What is ecstasy, exactly? The National Institute on Drug Abuse reports that it is illegal drug is both a stimulant and a powerful hallucinogenic substance. When consumed, ecstasy makes the user feel high energy and distorted perception. It is usually ingested in a small tablet form orally, and the high can last up to 6 hours long. Demographically speaking, ecstasy use is more common amongst those under the age of 25, but teenagers and young adults have reported taking ecstasy as well.
Ecstasy abuse has been steadily on the rise since the early 1990s, and it is known to potentially cause lasting damage to important brain cells damage. In more recent years reports have surfaced indicating that ecstasy tablets can be mixed with other drugs and chemicals, raising health concerns in addition to those already in existence, due to the sheer unpredictability of the substance.
Dangers and Effects of Ecstasy
Although many myths surround ecstasy which state the drug is not addictive, research has disproven this and shown that ecstasy, like all other drugs, can be highly addictive for many abusers.

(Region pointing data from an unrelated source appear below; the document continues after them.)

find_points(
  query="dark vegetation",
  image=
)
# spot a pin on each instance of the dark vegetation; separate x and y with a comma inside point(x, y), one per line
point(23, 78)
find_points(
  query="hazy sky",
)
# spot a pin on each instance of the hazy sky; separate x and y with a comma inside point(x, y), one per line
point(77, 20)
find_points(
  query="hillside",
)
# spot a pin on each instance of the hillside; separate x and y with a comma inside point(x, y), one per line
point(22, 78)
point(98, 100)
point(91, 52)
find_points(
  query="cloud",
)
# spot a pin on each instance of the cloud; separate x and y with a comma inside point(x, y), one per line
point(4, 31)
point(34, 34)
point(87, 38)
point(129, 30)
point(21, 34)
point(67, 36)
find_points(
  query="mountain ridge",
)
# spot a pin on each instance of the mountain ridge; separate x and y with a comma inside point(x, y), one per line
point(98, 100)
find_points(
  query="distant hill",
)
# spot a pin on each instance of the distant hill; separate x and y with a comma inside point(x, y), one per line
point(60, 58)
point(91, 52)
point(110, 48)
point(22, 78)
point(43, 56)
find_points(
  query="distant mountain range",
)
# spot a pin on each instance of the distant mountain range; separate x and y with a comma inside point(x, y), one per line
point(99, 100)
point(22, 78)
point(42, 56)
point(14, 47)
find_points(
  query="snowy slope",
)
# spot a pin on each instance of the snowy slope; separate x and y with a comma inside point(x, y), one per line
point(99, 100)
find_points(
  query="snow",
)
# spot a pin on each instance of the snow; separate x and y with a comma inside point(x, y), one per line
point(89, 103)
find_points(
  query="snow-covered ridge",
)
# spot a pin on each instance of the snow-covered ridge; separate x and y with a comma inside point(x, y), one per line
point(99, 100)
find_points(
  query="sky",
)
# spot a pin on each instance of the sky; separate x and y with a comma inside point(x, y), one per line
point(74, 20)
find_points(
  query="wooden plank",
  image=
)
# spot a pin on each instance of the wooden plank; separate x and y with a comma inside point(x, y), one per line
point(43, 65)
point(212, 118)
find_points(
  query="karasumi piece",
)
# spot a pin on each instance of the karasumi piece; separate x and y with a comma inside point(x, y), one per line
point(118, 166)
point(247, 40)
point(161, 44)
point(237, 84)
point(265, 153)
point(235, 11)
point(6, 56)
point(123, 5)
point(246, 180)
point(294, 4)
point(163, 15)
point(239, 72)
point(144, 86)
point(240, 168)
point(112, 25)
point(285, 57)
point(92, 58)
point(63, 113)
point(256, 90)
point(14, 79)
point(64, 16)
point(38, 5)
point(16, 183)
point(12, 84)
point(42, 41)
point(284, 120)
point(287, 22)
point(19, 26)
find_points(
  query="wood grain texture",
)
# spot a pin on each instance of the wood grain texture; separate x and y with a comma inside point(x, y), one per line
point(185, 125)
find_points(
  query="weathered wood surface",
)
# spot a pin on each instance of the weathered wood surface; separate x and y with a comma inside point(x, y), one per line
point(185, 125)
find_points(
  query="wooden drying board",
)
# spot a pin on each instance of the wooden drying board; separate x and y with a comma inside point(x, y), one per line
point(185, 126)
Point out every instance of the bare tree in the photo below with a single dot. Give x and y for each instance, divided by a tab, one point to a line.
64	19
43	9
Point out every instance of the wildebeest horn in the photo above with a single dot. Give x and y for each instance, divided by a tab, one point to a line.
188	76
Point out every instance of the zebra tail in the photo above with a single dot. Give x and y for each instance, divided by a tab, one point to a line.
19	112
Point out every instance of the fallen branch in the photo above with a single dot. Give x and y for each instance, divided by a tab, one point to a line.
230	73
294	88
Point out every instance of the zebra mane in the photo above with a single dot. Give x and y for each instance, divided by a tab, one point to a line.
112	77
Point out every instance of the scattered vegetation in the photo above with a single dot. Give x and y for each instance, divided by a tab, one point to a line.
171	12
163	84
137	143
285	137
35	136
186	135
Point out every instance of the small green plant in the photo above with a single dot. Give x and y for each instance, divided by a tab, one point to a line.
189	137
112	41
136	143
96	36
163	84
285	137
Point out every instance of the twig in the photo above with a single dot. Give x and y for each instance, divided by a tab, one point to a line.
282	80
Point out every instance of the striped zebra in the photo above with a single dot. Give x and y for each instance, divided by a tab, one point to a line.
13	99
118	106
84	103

Because ecstasy produces both stimulant and hallucinogenic effects on its abusers, the high can be particularly dangerous in the arena of awareness, perception, sexual interaction and cardiovascular function.

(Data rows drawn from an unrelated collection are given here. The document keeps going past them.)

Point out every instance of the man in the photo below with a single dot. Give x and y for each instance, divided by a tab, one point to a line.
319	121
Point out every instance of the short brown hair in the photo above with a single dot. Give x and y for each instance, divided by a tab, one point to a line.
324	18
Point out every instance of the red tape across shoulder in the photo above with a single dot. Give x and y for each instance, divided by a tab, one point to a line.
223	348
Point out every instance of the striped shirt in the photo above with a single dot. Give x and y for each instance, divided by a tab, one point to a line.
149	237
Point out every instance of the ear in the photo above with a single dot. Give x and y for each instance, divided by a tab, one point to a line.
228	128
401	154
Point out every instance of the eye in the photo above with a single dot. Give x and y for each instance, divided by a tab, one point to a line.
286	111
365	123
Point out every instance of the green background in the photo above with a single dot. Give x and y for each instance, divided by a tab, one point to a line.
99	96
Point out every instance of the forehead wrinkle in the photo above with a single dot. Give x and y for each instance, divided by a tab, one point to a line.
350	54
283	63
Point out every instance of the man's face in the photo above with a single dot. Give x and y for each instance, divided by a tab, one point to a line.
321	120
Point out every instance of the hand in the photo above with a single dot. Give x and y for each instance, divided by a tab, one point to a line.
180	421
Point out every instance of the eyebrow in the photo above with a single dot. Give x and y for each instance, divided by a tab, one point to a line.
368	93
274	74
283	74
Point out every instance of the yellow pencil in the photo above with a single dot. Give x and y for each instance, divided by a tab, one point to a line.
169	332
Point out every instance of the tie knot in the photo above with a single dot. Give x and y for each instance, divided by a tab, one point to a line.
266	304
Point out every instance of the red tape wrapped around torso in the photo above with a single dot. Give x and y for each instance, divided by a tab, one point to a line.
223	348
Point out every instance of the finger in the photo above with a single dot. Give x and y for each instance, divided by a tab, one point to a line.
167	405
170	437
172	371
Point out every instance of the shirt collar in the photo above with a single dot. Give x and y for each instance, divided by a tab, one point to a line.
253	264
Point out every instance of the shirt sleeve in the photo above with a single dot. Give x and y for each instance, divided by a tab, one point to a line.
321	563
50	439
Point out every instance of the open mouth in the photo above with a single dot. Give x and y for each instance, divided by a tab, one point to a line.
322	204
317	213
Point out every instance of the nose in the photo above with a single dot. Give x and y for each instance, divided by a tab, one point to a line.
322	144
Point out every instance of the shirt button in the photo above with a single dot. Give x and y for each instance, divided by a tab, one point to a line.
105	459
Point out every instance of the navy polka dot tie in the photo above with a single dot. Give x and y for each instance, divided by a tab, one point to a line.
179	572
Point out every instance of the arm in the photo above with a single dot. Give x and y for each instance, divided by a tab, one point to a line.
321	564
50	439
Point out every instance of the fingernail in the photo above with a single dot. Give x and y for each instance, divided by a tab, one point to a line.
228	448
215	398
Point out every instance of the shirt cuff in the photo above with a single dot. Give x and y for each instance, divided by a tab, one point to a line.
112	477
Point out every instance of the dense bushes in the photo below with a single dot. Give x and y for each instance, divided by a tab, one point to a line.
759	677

Some of the desirable feelings that can be associated with an ecstasy high include:
- Emotional warmth
- Seemingly “enhanced” perceptive skills
- Mental and physical stimulation
- Strong attraction to others
Not all ecstasy users react the same way to the drug. While one person may experience temporary positive feelings, others experience:
- Recklessness and loss of control
Ecstasy is not considered safe or harmless, rather it is classified on a federal level as an illegal and dangerous drug with a laundry list of negative effects on personal health. Some of the acute or chronic physical damages of ecstasy can include:
- Nausea, vomiting and a loss of appetite
- Difficulties with vision
- Muscle cramps
- Jaw clenching and teeth grinding
- Feeling faint or weak
More severe adverse reactions to ecstasy can include high blood pressure, loss of consciousness, respiratory difficulties, seizures and heart failure. All of these conditions, if not rapidly responded to, can be fatal.
Because ecstasy is most popular amongst the rave scene and in dance settings, cases of extreme dehydration and hyperthermia (overheating; rapid rise in body temperature) are also common. This condition can result in kidney failure and other health problems.

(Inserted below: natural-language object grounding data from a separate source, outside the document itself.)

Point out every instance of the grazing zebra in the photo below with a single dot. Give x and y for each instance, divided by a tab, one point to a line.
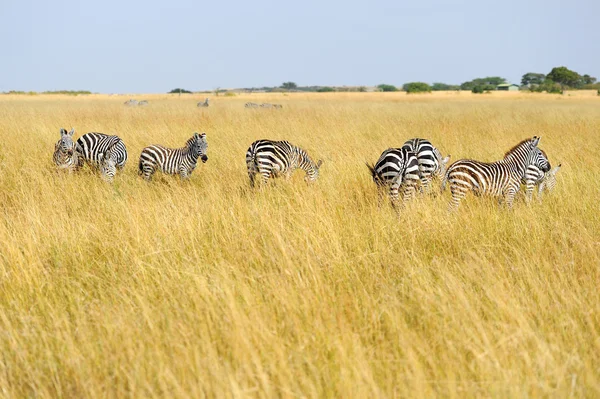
180	161
279	158
534	176
395	168
431	163
94	148
501	178
65	154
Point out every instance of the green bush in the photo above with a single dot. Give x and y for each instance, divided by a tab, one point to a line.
416	87
325	89
386	87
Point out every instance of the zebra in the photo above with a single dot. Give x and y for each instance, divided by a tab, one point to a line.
101	151
180	161
66	156
395	168
431	163
279	158
534	176
501	178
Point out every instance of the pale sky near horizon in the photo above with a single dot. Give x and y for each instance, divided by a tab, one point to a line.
154	46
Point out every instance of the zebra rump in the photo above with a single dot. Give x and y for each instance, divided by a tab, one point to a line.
94	146
273	159
172	161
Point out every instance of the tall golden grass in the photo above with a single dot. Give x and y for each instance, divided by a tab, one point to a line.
206	288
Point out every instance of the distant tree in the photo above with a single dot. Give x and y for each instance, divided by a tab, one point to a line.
437	86
487	83
386	87
588	80
416	87
178	90
533	78
564	76
289	86
325	89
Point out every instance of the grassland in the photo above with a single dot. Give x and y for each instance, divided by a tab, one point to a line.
205	288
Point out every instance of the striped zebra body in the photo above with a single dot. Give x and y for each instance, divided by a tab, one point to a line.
273	159
545	181
65	154
431	163
396	168
93	147
501	178
181	161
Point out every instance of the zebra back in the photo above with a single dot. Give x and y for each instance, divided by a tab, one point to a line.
93	146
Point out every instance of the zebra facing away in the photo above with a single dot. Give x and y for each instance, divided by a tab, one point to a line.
396	168
501	178
94	148
172	161
65	154
534	176
279	158
431	163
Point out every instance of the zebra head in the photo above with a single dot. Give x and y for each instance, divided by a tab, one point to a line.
108	165
312	173
198	146
66	144
538	157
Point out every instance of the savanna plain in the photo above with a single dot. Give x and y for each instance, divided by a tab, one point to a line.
206	288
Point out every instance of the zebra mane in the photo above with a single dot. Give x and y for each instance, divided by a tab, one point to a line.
509	152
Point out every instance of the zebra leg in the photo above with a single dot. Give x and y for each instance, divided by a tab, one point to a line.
458	193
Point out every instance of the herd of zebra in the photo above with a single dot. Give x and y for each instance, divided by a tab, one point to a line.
408	169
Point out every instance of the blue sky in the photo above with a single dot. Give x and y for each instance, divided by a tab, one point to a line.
153	46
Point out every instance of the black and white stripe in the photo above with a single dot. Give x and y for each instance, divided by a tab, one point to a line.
431	163
172	161
396	168
501	178
93	146
545	181
273	159
65	154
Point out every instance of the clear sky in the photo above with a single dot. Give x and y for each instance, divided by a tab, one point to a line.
149	46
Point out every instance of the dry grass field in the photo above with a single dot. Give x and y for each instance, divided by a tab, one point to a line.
204	288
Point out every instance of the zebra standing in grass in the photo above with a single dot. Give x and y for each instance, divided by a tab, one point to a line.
180	161
396	168
501	178
279	158
65	154
534	176
431	163
104	152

Rehab for Ecstasy Addiction
Because it has become more apparent to treatment professionals that ecstasy abusers are at risk of addiction, rehab for MDMA dependency has become more mainstream.
Some ecstasy abusers report that the extreme and powerful high of MDMA produces an extreme adverse “crash” following the 3-6 hour long high. Severe depression, fear, anxiety and other negative emotions are seemingly only resolved by taking another hit of ecstasy.
Proven workable methods of rehab for ecstasy addiction include:
- Emotional Counseling
Learning techniques for dealing with negative emotions without leaning on substance abuse as a means of escape.
- Life Skills and Goal Setting
Rehabilitating basic life skills (such as communication, planning and organizing) for the achievement of one’s goals.
- Support Structure Development
Choosing the right friends, family and loved ones and learning to utilize this support structure in times of need. It is important to know the signs of Ecstasy use and help the abuser see treatment as soon as possible. As stated above the depressive symptoms of using this drug continue to increase with continued use.